Aux Tanneurs, la saison13-14 compte sept créations. Et mise sur la curiosité.

David Strosberg en est convaincu : la crise n’émousse la curiosité ni des artistes ni du public. Un peu moins de spectacles la saison prochaine (dix, quand même), mais une haute proportion de créations. « Après une année mouvementée dans le secteur culturel, je me suis demandé comment, à mon niveau, je pouvais l’aider. En appuyant la création de manière forte. Et tant pis si cette année il n’y a pas de star », sourit le directeur, qui va entamer là sa quatrième saison. « Du neuf : c’est la seule réponse qu’on puisse donner au contexte difficile. » Du neuf comment ? « Avec toujours une volonté de grande diversité des propositions, dans les propos, les formes artistiques. Un questionnement contemporain. Une lutte aussi contre les formes d’abattement. »

Ce qui passe par la participation active. Acteurs de leur quartier, les Tanneurs s’engagent ici pour deux ans dans un projet artistique, participatif et éducatif. Droits de l’enfant, place de l’art et du loisir dans l’espace public nourrissent « The Children’s Play », inspiré par « Jeux d’enfants » de Pieter Bruegel l’Ancien. Laurent Van Wetter et Lukas Maximilian Hüller travailleront avec des enfants de deux écoles, notamment lors d’ateliers de théâtre et sur la notion de jeu, en vue de réaliser une photo qui reproduise le tableau. Le processus, par ailleurs, sera filmé. La photographie finale et le making of seront exposés en novembre 2014, dans un musée bruxellois.

Ouvrant la saison, Selma Alaoui dans « L’Amour, la guerre » s’inspire librement de « Lear » et « Roméo et Juliette », et réaffirme la possibilité d’un idéal auprès d’une jeunesse résignée (1-12/10).

« Rearview », nouvelle mise en scène d’Armel Roussel – dont la Cie [e]utopia3 est en résidence artistique aux Tanneurs -, est un solo, un road-trip théâtral du Canadien Gilles Poulin-Denis, interprété par Romain Cinter (12-23/11).

Avec cinq comédiens venus du Moyen Orient, Mehdi Dehbi interroge dans « Les Justes », pièce écrite par Albert Camus en 1949, le point de vue des terroristes sur leur condition et le rapport aux idéaux qui motivent leur combat (3-14/12).

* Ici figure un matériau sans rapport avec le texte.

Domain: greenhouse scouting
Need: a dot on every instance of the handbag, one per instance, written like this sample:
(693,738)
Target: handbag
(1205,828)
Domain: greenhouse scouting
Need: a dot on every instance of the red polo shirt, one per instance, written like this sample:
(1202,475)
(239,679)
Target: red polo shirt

Le spectacle arrivera de Liège où il aura été créé du 13 au 19 octobre.

Après Noël au théâtre, annuel et palpitant rendez-vous jeune public, et la reprise du formidable opus de Transquinquennal sur le texte de Rafael Spregelburd « La Estupidez » (14-18/1, surtitré en néerlandais), retour à la création.

David Strosberg souhaitait avec Alexandre Trocki pour un solo. Leurs recherches de textes les ont conduits à en demander un à un auteur d’aujourd’hui. Dans « Et avec sa queue, il frappe ! » Thomas Gunzig montre comment les VHS de séries B – incluant kung-fu et sexe – louées au vidéo club ont forgé une identité. « Alexandre, dit David,est le bon parleur pour jouer l’ironie de Thomas. » (4-15/2)

Maria Clara Villa-Lobos (dont « XL » et « M » viennent de connaître une reprise à succès) revisite le « Sacre du printemps » tant décrié lors de la première, il y a un siècle. Avec « Mas-sacre », la chorégraphe donne une lecture contemporaine des notions de rite et de sacrifice, tout en creusant les questions relatives à la surconsommation, à travers l’élevage et l’abattage industriels. La danse, le corps, la chair, la violence, la désincarnation (25/2-1/3, également dans le cadre du festival Pays de danse, à Huy, le 12/2).

Avec « Eclipse totale », qu’elle a écrit et met en scène, Céline Delbecq expose sans morbidité une multiplicité de regards plutôt qu’une parole univoque sur le suicide, toujours tabou (18-29/3, juste après le Manège. Mons et la Maison de la culture de Tournai).

Metteure en scène en ouverture de saison, Selma Alaoui jouera « Mange ta glace, Patti Lee », où Sofie Kokaj convoque les figures et les idées de Patti Smith, Robert Mapplethorpe mais aussi Allen Ginsberg ou Gilles Deleuze. Une création où musique et scénographie évolueront en direct (22-26/4).

Mai verra le retour aux Tanneurs du Kunstenfestivaldesarts, suivi d’un focus, en juin, sur le passionnant travail de recherche de la chorégraphe et danseuse Olga de Soto, avec « Débords. Réflexions sur la Table verte » et « Une introduction ».